洛谷 1073 最优贸易 NOIP2009T3 SPFA

传送门

坎坷经历（看题解的可略过）

• 其实这道题还是有点意思的，，，
• 其实看到这道题我脑子里想的一直是Tarjan缩点然后DAGdp，也不知道能不能做
• 看了眼题解好吧，，两遍SPFA，都是套路，，，
• 正经八本地打完SPFA发现不对劲，如果按照常规的SPFA开始加入的节点只有1号点，再加入其它节点时会发生问题，，
• 正经八本地把所有点都加进去，发现有些点其实是访问不到的，不能用它们更新答案
• 最后改对了。

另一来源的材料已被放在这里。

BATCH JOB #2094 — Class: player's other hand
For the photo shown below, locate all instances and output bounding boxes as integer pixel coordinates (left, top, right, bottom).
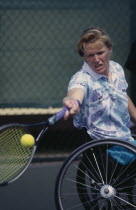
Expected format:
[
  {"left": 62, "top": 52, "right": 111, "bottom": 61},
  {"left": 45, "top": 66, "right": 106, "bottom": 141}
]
[{"left": 63, "top": 97, "right": 80, "bottom": 120}]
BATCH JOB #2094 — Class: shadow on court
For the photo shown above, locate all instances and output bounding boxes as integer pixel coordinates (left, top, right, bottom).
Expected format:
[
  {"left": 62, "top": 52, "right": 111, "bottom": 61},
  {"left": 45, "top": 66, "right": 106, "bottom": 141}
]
[{"left": 0, "top": 162, "right": 62, "bottom": 210}]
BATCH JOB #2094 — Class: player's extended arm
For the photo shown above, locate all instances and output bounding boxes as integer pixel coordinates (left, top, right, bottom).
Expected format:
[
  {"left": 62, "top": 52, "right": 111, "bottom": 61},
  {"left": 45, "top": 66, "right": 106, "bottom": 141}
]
[
  {"left": 63, "top": 88, "right": 85, "bottom": 120},
  {"left": 128, "top": 96, "right": 136, "bottom": 125}
]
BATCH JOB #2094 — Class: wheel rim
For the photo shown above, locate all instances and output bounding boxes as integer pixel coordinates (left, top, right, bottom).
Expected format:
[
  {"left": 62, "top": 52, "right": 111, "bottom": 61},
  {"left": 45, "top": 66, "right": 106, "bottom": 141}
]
[{"left": 56, "top": 139, "right": 136, "bottom": 210}]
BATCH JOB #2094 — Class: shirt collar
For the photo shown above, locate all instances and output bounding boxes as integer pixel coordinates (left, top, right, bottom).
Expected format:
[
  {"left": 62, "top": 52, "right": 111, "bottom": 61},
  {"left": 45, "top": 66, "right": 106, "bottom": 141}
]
[
  {"left": 82, "top": 62, "right": 103, "bottom": 80},
  {"left": 82, "top": 61, "right": 116, "bottom": 81}
]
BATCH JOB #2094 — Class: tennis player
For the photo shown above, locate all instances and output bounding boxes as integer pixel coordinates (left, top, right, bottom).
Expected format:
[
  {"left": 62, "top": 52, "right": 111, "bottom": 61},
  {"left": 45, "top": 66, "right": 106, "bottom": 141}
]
[
  {"left": 63, "top": 28, "right": 136, "bottom": 209},
  {"left": 63, "top": 27, "right": 136, "bottom": 141}
]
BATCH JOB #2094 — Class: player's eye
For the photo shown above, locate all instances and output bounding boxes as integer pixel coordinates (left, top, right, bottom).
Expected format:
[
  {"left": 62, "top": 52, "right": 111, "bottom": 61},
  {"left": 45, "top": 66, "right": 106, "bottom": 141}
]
[{"left": 97, "top": 51, "right": 104, "bottom": 55}]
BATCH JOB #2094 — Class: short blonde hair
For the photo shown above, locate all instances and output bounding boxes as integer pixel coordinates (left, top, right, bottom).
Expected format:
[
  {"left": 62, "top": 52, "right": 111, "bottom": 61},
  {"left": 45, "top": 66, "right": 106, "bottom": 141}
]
[{"left": 77, "top": 27, "right": 112, "bottom": 57}]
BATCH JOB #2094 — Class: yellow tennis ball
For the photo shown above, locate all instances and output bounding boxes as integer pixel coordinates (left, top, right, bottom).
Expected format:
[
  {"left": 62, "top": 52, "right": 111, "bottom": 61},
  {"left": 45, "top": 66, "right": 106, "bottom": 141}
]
[{"left": 21, "top": 134, "right": 35, "bottom": 147}]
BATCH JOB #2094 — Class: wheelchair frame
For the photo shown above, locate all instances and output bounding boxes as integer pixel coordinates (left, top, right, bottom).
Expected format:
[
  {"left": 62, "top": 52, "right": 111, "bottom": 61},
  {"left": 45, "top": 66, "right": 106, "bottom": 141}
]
[{"left": 55, "top": 135, "right": 136, "bottom": 210}]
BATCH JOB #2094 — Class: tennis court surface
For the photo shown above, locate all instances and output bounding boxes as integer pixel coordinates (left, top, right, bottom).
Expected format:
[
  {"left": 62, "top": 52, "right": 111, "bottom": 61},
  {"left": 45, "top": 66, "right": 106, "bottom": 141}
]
[{"left": 0, "top": 162, "right": 62, "bottom": 210}]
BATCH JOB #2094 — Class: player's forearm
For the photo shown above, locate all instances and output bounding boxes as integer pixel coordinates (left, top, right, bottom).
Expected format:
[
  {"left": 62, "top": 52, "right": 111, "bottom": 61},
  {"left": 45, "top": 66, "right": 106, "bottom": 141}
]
[
  {"left": 128, "top": 96, "right": 136, "bottom": 125},
  {"left": 63, "top": 88, "right": 85, "bottom": 103}
]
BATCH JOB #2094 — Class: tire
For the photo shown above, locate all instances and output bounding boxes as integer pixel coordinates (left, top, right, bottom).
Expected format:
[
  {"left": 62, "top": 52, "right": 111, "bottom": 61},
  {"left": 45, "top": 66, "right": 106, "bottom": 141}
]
[{"left": 55, "top": 139, "right": 136, "bottom": 210}]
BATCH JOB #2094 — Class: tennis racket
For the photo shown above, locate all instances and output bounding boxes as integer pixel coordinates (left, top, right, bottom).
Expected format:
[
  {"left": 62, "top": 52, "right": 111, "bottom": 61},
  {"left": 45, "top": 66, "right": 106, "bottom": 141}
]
[{"left": 0, "top": 101, "right": 80, "bottom": 186}]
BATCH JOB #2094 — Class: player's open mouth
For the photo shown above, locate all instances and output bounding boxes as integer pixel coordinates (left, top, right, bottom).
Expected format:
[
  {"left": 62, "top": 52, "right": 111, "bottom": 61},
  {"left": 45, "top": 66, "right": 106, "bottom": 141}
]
[{"left": 95, "top": 64, "right": 102, "bottom": 70}]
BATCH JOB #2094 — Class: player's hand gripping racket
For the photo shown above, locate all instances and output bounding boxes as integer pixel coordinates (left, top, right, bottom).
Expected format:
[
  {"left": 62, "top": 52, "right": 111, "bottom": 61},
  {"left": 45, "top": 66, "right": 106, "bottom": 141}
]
[{"left": 0, "top": 102, "right": 80, "bottom": 186}]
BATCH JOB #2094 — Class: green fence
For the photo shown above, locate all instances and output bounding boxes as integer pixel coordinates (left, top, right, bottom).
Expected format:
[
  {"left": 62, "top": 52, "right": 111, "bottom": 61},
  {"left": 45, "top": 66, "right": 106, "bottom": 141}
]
[{"left": 0, "top": 0, "right": 136, "bottom": 107}]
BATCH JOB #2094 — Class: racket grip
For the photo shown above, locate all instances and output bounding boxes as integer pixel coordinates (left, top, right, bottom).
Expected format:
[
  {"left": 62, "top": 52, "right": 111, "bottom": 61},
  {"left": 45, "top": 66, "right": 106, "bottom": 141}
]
[{"left": 48, "top": 100, "right": 81, "bottom": 125}]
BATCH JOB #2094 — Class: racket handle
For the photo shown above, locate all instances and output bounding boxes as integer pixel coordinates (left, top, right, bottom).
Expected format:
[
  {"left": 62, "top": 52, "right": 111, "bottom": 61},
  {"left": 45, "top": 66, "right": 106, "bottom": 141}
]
[{"left": 48, "top": 100, "right": 81, "bottom": 125}]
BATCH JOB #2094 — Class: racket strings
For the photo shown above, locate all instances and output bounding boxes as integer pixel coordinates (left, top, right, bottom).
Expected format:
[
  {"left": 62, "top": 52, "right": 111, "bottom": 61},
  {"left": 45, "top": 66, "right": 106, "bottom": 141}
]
[{"left": 0, "top": 127, "right": 33, "bottom": 184}]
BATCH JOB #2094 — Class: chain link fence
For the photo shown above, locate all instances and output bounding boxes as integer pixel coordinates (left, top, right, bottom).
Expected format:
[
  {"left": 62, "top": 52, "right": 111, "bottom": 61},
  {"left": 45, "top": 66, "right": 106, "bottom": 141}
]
[
  {"left": 0, "top": 0, "right": 136, "bottom": 154},
  {"left": 0, "top": 0, "right": 135, "bottom": 107}
]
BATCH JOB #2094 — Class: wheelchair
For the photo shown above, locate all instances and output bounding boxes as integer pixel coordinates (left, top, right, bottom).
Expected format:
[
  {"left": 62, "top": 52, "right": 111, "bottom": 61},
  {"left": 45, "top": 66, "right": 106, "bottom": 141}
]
[{"left": 55, "top": 135, "right": 136, "bottom": 210}]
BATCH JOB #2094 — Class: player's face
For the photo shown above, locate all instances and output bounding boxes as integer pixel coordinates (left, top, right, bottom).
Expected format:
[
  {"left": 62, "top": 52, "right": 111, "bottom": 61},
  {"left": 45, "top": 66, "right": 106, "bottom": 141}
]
[{"left": 84, "top": 41, "right": 112, "bottom": 76}]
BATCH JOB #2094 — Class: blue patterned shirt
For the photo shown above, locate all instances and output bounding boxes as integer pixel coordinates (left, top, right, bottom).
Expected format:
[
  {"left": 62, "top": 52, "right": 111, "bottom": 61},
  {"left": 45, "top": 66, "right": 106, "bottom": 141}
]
[{"left": 68, "top": 61, "right": 133, "bottom": 140}]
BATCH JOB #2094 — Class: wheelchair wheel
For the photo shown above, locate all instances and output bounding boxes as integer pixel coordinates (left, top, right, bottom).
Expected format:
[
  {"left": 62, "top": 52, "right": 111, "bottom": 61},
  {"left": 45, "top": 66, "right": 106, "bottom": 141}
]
[{"left": 55, "top": 139, "right": 136, "bottom": 210}]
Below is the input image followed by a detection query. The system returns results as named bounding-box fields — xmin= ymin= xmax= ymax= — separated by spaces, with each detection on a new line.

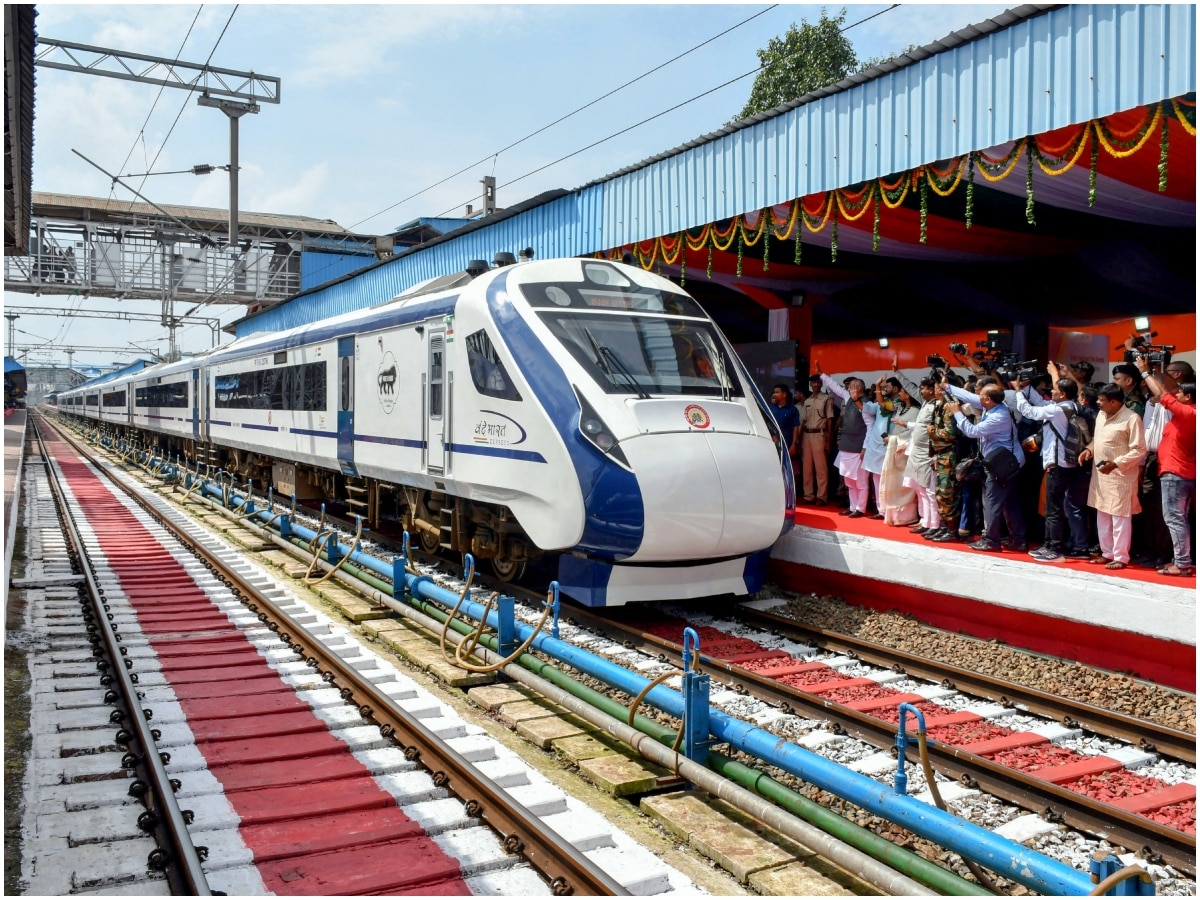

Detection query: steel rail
xmin=737 ymin=608 xmax=1196 ymax=764
xmin=30 ymin=415 xmax=212 ymax=896
xmin=565 ymin=607 xmax=1196 ymax=876
xmin=44 ymin=420 xmax=629 ymax=896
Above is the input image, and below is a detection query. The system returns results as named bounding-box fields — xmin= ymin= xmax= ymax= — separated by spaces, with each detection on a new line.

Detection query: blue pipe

。

正经的题解

• 记minn和maxx数组，保存从1开始到x的最小值以及从n开始到x的最大值
• 把minn数组初始化为INF，maxx初始化为0
• 从1开始SPFA，把所有能更新的和值为INF的进行更新，注意，先考虑更新INF，在考虑松弛操作
• 从n开始反向SPFA
• 注意一下建边的时候要建正向边和反向边
• 枚举一遍1到n，根据$(maxx[i] - minn[i])$更新ans，输出ans即为结果

#include <cstdio>
#include <cstring>
#include <algorithm>

const int maxm = 2000000 + 50000;
const int maxn = 150000;
int minn[maxn], maxx[maxn];
int last[maxn], pre[maxm], other[maxm], len[maxm];
int tot = 0;
int n, m;
int x, y, z;
int que[maxn], vis[maxn];
int a[maxn];

void add(int x, int y, int z) {
    tot++;
    pre[tot] = last[x];
    last[x] = tot;
    other[tot] = y;
    len[tot] = z;
}

void spfa1(void) {
    que[1] = 1;
    minn[1] = a[1];
    int queh = 0, quet = 1;
    while (queh != quet) {
        queh = (queh + 1) % maxn;
        int cur = que[queh];
        vis[cur] = 0;
        for (int p = last[cur]; p; p = pre[p]) {
            if (len[p] == 2) continue;
            int q = other[p];
            if (minn[q] == 2139062143) {
                minn[q] = a[q];
                vis[q] = 1;
                quet = (quet + 1) % maxn;
                que[quet] = q;
            }
            if (minn[q] > minn[cur]) {
                minn[q] = minn[cur];
                if (!vis[q]) {
                    vis[q] = 1;
                    quet = (quet + 1) % maxn;
                    que[quet] = q;
                }
            }
        }
    } 
}

void spfa2(void) {
    que[1] = n;
    maxx[n] = a[n];
    int queh = 0, quet = 1;
    while (queh != quet) {
        queh = (queh + 1) % maxn;
        int cur = que[queh];
        vis[cur] = 0;
        for (int p = last[cur]; p; p = pre[p]) {
            if (len[p] == 1) continue;
            int q = other[p];
            if (maxx[q] == 0) {
                maxx[q] = a[q];
                quet = (quet + 1) % maxn;
                vis[q] = 1;
                que[quet] = q;
            }
            if (maxx[q] < maxx[cur]) {
                maxx[q] = maxx[cur];
                if (!vis[q]) {
                    vis[q] = 1;
                    quet = (quet + 1) % maxn;
                    que[quet] = q;
                }
            }

        }
    } 
}

int main () {
    scanf("%d %d", &n, &m);
    for (int i = 1; i <= n; i++) scanf("%d", &a[i]);
    for (int i = 1; i <= m; i++) {
        scanf("%d %d %d", &x, &y, &z);
        if (z == 2) {
            add(x, y, 1);
            add(y, x, 1);
            add(x, y, 2);
            add(y, x, 2);
        } else {
            add(x, y, 1);
            add(y, x, 2);
        }
    }
    memset(minn, 127, sizeof(minn));
    memset(maxx, 0, sizeof(maxx));
    spfa1();
    spfa2();
    int ans = 0;
    for (int i = 1; i <= n; i++) {
        ans = std :: max(ans, maxx[i] - minn[i]);
    }
    printf("%d", ans);
    return 0;
}